What about cases in which NFP programs are conducted by a Church agency? May it provide information about access to immoral methods of birth regulation, or may bishops authorize Church agencies to do so? In my judgment, no.

The Church’s primary responsibility is to bear witness to God’s truth and make the sacraments available. Her mission does include action for social justice and work to promote other human goods, but this responsibility is secondary. If a Church agency were to provide information about where to obtain contraceptives and sterilization, that would tend to obscure and render ambiguous the Church’s teaching on birth regulation. In some situations, the agency’s providing such information could lead someone into sin and be scandalous in the strict sense. But scandal apart, in my judgment a Church agency should never compromise the Church’s primary responsibility, even if it seems necessary to do so in fulfilling her secondary responsibility.

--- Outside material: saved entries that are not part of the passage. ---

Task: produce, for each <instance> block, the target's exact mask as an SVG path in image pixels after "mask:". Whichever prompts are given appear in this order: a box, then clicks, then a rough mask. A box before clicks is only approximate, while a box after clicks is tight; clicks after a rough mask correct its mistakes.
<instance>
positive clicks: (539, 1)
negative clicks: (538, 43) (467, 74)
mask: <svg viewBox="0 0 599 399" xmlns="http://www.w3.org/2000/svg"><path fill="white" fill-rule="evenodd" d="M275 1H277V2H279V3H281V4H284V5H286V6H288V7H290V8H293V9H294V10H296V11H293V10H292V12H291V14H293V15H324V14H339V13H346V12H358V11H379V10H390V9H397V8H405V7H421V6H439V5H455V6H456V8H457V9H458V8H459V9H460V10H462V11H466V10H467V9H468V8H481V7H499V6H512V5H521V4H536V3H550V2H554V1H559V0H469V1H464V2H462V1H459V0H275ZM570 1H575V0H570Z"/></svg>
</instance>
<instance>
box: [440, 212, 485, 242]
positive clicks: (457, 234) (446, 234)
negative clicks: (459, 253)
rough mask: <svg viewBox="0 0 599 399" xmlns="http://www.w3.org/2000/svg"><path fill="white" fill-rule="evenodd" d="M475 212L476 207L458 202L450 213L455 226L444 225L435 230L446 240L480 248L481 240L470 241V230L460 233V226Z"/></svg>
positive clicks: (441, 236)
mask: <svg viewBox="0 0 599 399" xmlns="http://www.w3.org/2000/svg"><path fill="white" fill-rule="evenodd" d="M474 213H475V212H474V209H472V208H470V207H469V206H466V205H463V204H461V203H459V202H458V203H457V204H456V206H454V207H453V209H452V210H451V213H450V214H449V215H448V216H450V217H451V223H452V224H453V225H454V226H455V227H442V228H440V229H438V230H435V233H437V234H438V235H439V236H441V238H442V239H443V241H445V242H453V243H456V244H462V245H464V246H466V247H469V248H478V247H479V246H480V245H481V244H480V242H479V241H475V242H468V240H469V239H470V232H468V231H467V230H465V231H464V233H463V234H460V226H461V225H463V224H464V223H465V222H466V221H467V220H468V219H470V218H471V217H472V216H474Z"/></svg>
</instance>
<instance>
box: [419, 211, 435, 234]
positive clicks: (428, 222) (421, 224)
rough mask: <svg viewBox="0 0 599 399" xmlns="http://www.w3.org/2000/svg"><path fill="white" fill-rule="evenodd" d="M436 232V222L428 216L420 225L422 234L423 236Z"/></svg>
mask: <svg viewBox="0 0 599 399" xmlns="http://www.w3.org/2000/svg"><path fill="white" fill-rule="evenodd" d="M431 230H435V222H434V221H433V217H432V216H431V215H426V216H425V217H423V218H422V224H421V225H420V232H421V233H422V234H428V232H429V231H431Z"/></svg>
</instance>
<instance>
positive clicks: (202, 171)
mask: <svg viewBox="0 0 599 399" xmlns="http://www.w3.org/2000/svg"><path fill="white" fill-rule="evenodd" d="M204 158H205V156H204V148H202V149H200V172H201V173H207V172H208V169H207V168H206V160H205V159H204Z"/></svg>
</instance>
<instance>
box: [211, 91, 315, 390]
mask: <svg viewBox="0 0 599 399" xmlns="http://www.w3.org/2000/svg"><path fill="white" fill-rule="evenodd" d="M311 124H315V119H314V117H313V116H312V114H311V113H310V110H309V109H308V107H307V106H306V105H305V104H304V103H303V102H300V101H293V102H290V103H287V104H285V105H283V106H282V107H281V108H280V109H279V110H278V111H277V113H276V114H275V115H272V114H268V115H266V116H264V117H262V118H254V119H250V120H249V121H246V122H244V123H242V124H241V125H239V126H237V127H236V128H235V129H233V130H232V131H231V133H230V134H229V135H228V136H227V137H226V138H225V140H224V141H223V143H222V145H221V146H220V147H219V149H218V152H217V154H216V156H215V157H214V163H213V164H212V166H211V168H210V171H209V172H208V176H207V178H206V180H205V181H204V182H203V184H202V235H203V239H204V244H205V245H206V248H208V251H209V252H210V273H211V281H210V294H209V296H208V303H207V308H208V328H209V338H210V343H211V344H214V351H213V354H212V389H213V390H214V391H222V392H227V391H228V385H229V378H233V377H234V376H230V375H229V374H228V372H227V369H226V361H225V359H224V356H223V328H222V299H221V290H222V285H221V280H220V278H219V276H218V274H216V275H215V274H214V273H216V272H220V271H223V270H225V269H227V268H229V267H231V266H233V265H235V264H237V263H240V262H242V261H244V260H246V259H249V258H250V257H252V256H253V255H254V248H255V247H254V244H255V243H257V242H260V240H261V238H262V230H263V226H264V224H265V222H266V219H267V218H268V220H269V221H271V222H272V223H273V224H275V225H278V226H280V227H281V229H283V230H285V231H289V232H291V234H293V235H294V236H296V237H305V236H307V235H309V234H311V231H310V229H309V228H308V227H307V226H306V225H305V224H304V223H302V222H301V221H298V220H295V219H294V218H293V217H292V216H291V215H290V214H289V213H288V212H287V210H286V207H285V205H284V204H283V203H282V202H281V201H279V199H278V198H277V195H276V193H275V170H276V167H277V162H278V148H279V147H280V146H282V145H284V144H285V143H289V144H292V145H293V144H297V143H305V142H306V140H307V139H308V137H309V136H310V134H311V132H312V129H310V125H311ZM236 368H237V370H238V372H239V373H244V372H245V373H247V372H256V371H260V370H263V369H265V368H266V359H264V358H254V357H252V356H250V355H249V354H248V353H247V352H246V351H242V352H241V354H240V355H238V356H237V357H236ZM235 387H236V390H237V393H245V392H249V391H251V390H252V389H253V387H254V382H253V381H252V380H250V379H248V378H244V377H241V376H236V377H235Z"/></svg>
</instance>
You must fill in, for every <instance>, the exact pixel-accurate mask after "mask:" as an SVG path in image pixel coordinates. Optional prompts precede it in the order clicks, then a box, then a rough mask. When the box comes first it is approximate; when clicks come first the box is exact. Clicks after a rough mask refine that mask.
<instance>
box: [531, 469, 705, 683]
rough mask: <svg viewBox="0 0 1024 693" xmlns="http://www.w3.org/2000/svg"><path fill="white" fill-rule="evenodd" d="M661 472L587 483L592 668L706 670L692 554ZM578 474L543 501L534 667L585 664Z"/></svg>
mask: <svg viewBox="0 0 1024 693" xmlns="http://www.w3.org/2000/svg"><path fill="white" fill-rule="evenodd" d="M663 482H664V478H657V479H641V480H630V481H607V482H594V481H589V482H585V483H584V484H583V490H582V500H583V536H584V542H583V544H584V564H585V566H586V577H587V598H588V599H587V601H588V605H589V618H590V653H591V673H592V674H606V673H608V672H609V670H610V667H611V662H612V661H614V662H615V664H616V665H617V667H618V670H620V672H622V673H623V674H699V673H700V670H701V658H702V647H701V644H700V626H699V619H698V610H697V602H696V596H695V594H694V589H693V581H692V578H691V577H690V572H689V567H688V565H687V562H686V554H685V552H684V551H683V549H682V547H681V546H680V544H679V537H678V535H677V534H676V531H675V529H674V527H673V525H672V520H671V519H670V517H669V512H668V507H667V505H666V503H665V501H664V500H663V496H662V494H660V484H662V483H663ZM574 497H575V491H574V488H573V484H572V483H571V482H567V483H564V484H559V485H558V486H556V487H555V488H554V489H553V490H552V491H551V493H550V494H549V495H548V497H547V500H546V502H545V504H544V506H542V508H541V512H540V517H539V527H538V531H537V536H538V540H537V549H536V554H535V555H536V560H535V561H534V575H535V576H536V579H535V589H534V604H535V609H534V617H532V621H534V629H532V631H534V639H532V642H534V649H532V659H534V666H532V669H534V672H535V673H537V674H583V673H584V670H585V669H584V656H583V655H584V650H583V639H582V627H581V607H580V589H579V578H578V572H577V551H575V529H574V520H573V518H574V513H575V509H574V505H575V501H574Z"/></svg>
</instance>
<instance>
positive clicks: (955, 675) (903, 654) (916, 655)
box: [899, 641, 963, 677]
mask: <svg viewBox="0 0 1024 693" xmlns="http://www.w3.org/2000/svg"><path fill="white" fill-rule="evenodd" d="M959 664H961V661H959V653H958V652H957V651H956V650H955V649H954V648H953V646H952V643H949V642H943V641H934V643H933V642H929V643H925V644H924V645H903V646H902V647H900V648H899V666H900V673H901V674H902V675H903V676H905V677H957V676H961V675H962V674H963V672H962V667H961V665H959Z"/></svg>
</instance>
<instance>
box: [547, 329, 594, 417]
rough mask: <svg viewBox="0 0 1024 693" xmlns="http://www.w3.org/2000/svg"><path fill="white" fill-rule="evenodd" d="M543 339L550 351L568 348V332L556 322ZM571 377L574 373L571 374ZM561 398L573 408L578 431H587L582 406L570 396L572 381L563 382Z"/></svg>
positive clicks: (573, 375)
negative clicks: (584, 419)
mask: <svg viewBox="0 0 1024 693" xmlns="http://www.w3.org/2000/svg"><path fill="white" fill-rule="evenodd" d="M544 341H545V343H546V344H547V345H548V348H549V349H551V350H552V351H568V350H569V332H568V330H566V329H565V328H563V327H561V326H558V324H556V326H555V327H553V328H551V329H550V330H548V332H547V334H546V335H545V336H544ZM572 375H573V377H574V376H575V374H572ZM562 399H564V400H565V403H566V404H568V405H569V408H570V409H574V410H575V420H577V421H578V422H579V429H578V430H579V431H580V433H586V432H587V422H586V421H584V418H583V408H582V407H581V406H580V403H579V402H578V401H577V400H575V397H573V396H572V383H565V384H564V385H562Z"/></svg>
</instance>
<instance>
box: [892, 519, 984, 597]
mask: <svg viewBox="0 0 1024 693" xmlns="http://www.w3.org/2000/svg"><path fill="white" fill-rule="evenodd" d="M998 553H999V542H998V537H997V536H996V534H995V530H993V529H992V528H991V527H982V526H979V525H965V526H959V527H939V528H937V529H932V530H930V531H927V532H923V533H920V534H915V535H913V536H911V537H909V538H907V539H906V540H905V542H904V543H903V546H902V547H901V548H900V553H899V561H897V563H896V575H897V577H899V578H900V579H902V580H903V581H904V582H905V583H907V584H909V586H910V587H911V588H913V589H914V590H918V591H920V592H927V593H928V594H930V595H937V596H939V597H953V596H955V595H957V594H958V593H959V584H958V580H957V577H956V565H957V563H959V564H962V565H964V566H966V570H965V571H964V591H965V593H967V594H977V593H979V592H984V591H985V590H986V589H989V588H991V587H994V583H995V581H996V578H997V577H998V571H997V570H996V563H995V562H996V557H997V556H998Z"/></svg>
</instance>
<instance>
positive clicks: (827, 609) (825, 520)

If in certain regions, therefore, Church agencies are providing information about access to immoral methods of birth regulation in order to obtain AID funding for NFP programs, I think one of two things should be done so that the Church will no longer be involved. Either an entity with no institutional or juridical ties to the Church should be established to conduct those programs, or no information should be given regarding immoral methods of birth regulation and the necessary funding should be sought elsewhere.